Diarnlan shrugged. "How exactly do you intend to do that?"
Karandren frowned down at their scribbled notes as if he expected to see the answer there. "Mind control?"
Her instinctive reaction was, That's very dark magic, you idiot. Just in time she remembered who she was speaking to. Instead she asked sceptically, "Do you think those brutes have any minds to control?"
"I don't know, but I can find out when one attacks." He blinked and looked around. "Speaking of attacks, isn't it odd that there hasn't been one? I mean, usually those brutes follow us around. Their owners must have cast some sort of tracking spell on us."
Diarnlan pushed aside the disturbing image of a skrýszel's owner -- since she didn't know what they looked like she pictured them as an even bigger, nastier skrýszel -- tracking their every move. "Perhaps there are limits to how far they can track us. Or perhaps they've simply given the whole thing up. Vanadel said something about that."
Karandren pouted. "That'd be a terrible anti-climax."
She pretended not to hear him. "So there's really just one thing left for us to decide. Do we continue with this life and wait for a skrýszel attack that might not come, or do we start over and prepare for an attack that's almost certain?"

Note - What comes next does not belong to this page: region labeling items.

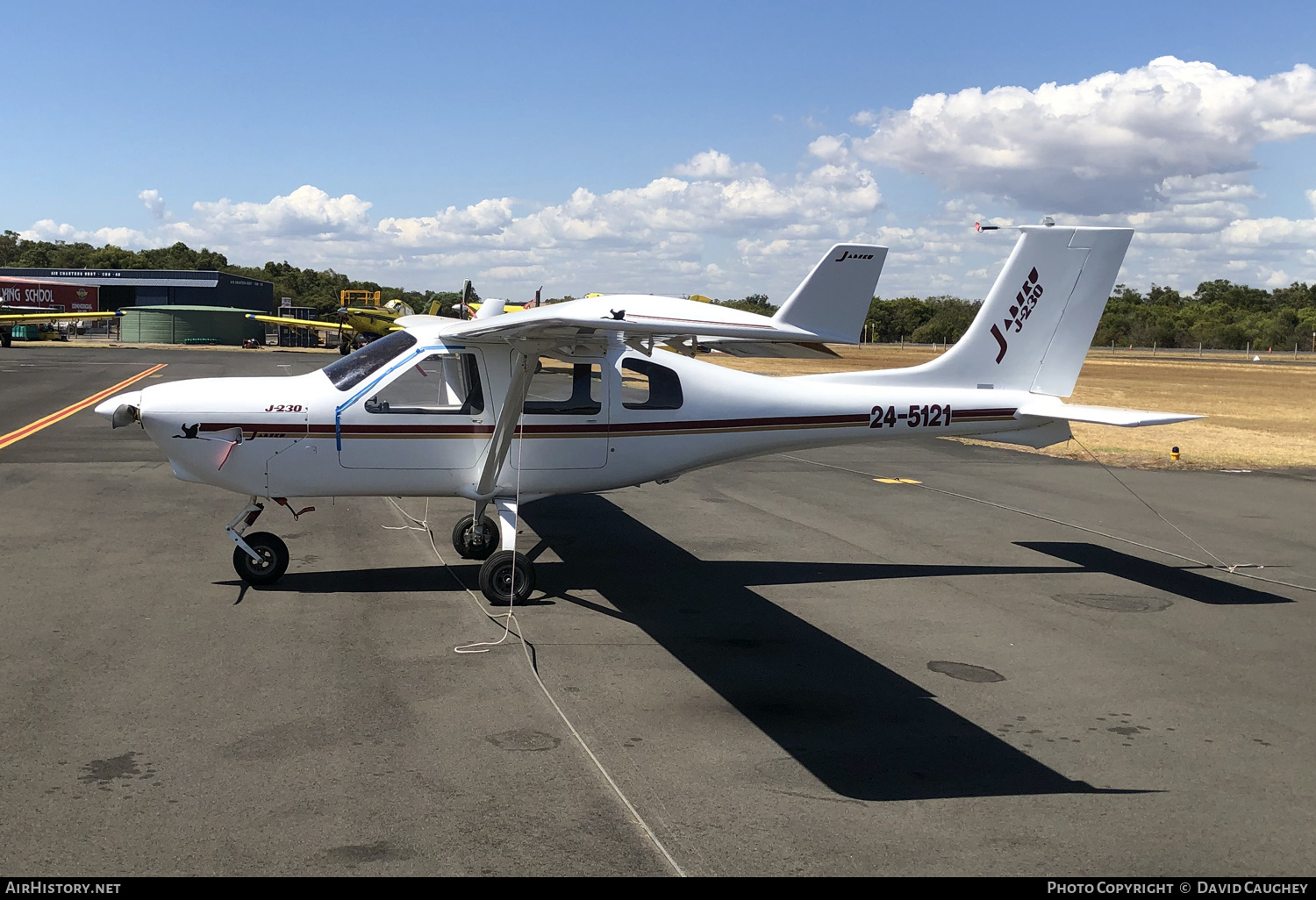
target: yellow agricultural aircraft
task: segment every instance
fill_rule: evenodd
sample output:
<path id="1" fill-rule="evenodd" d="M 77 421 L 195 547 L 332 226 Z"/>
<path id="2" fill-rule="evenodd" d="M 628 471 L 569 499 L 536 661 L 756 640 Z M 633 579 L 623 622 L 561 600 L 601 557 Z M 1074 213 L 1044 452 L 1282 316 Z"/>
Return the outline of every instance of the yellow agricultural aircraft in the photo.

They both considered this.
"I'd rather start over," Karandren said.
Diarnlan stared at him. "What? Why?"
"Because I'm bored and I'd like to start work on an anti-skrýszel trap as soon as possible. And I want to see if I can mind-control them."
On the one hand Diarnlan didn't particularly want to die again. On the other she also didn't want to continue with this life. What she really wanted was to finally be able to rest, and she didn't particularly care if that meant permanent death or a skrýszel- and Karandren-free lifetime.
"All right," she said. "How are we going to die this time? Stabbing? Drowning?"
"How about poison? We've tried just about everything else."
"...Poison will do. As long as it's quick and relatively painless."